Wednesday, September 28, 2011

Anil’s big plan: from stake sale to Reliance Bank


ANIL Ambani is a dedicated marathon runner. That skill was in full display today as he moved from one annual general meeting to another— four in all — from early morning to the evening.
In the process, the chairman of R-ADAG, now known as Reliance Group, spelled out his detailed blueprint for each of his group companies: Reliance Capital, Reliance Communications, Reliance Power and Reliance Infrastructure. The game plan involves setting up a bank (to be called ‘Reliance Bank’), increasing promoter holding in RCom and stake sale in the telecommunications, asset management and general insurance businesses.

Investors did respond to Ambani’s grand plan, sending the entire R-ADAG pack in the green — from 1.5 per cent to four per cent. The stake sale plans tie in well with the group’s search for funds to pare debt, which has been weighing on its performance. RCom is in advanced talks with many investors to sell a stake in telecom tower firm Reliance Infratel. The company has been looking to raise funds via stake sales for more than a year but hasn’t been successful so far, and as of March 31, 2011, it had debt of `32,000 crore.

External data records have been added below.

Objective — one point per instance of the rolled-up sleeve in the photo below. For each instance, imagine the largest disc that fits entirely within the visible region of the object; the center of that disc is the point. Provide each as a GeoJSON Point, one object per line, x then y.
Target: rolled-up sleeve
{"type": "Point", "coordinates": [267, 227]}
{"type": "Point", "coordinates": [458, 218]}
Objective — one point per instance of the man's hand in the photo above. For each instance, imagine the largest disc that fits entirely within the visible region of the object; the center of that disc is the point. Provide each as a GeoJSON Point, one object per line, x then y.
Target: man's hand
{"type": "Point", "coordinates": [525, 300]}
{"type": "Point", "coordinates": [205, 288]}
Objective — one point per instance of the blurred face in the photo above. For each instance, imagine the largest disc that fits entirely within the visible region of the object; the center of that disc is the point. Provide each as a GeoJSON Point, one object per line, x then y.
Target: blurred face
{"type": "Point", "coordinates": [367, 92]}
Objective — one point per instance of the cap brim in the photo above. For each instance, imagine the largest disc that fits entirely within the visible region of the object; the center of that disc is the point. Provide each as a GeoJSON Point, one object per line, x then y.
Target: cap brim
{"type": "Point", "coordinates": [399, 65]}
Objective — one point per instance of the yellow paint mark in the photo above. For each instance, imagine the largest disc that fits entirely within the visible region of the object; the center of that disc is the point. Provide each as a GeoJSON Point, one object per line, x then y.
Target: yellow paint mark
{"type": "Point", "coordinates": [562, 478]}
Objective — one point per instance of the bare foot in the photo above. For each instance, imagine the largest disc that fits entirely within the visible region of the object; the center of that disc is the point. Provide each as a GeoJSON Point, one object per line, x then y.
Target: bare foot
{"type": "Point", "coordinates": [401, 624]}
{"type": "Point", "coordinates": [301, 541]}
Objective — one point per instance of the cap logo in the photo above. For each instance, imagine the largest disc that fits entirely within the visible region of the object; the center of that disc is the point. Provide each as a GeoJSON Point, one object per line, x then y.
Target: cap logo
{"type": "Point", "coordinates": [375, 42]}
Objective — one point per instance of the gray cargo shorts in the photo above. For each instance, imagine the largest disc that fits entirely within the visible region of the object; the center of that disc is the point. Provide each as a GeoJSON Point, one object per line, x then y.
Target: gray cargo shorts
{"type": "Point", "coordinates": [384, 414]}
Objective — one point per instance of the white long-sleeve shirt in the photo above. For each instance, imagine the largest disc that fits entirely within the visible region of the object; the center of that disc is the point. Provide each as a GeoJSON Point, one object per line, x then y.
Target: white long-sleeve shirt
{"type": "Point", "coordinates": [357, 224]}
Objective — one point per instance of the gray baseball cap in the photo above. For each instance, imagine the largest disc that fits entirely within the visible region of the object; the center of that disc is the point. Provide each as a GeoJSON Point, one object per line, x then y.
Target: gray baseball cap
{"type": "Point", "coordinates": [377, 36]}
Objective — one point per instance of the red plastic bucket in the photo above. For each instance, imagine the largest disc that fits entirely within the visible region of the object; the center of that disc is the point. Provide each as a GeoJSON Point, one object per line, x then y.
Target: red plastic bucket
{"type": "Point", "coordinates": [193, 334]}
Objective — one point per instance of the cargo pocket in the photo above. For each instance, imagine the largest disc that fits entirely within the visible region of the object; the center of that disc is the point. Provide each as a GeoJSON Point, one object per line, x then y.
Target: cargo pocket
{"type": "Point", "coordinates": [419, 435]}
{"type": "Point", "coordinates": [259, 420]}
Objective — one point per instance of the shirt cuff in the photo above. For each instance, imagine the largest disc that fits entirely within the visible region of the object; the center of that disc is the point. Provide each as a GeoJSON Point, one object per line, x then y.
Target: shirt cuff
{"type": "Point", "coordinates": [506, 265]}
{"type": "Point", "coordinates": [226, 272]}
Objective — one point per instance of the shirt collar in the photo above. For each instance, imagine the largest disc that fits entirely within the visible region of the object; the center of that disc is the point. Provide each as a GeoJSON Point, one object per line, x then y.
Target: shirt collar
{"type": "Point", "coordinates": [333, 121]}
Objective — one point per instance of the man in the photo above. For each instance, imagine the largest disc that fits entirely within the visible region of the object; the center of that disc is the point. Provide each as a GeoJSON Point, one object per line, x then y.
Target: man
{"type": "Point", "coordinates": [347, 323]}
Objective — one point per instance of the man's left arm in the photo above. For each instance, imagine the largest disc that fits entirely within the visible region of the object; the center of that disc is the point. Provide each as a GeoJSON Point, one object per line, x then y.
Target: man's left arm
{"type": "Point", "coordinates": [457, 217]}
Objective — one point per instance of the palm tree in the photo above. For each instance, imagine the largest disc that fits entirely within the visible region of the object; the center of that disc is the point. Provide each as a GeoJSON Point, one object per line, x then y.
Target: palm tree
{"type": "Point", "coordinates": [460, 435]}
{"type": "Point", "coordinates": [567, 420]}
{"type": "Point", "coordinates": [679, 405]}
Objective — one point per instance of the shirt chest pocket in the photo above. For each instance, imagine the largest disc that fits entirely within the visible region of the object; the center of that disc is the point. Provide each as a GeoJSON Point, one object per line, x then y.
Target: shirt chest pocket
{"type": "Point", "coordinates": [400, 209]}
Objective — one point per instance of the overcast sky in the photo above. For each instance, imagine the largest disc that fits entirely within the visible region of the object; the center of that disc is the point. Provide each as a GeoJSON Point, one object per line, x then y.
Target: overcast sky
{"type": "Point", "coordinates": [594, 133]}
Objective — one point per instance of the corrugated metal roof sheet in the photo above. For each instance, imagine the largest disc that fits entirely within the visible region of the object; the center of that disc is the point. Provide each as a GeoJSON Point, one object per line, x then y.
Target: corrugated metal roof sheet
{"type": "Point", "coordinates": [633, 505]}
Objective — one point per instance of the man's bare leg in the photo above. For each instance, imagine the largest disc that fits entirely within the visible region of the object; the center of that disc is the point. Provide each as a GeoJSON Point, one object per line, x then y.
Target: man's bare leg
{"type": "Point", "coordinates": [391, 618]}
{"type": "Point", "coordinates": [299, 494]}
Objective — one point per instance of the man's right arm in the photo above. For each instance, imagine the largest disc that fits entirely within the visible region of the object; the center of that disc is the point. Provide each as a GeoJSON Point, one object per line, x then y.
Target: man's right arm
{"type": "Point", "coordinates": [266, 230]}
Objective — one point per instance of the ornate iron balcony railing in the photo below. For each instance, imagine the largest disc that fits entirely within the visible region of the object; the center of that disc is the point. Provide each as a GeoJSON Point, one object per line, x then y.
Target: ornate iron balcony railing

The group has, of late, been embroiled in the 2G spectrum allocation controversy. Three of its executives are still in jail in connection with that. Ambani said the possible Reliance Infratel transaction could be India’s largest private-equity deal ever. “I am sure that we will be able to move forward expeditiously,” he said. The largest PE deal in India so far involved a clutch of investors buying astake in Bharti Infratel, the tower arm of Bharti Airtel, for about $1 billion in December 2007.
Value unlocking was a recurring theme. Reliance Capital, Ambani said, was in discussions with Japan’s Nippon Life for a similar deal in Reliance Mutual Fund. Reliance Capital raised `3,062 crore recently by selling 26 per cent in Reliance Life Insurance to Nippon Life earlier this year.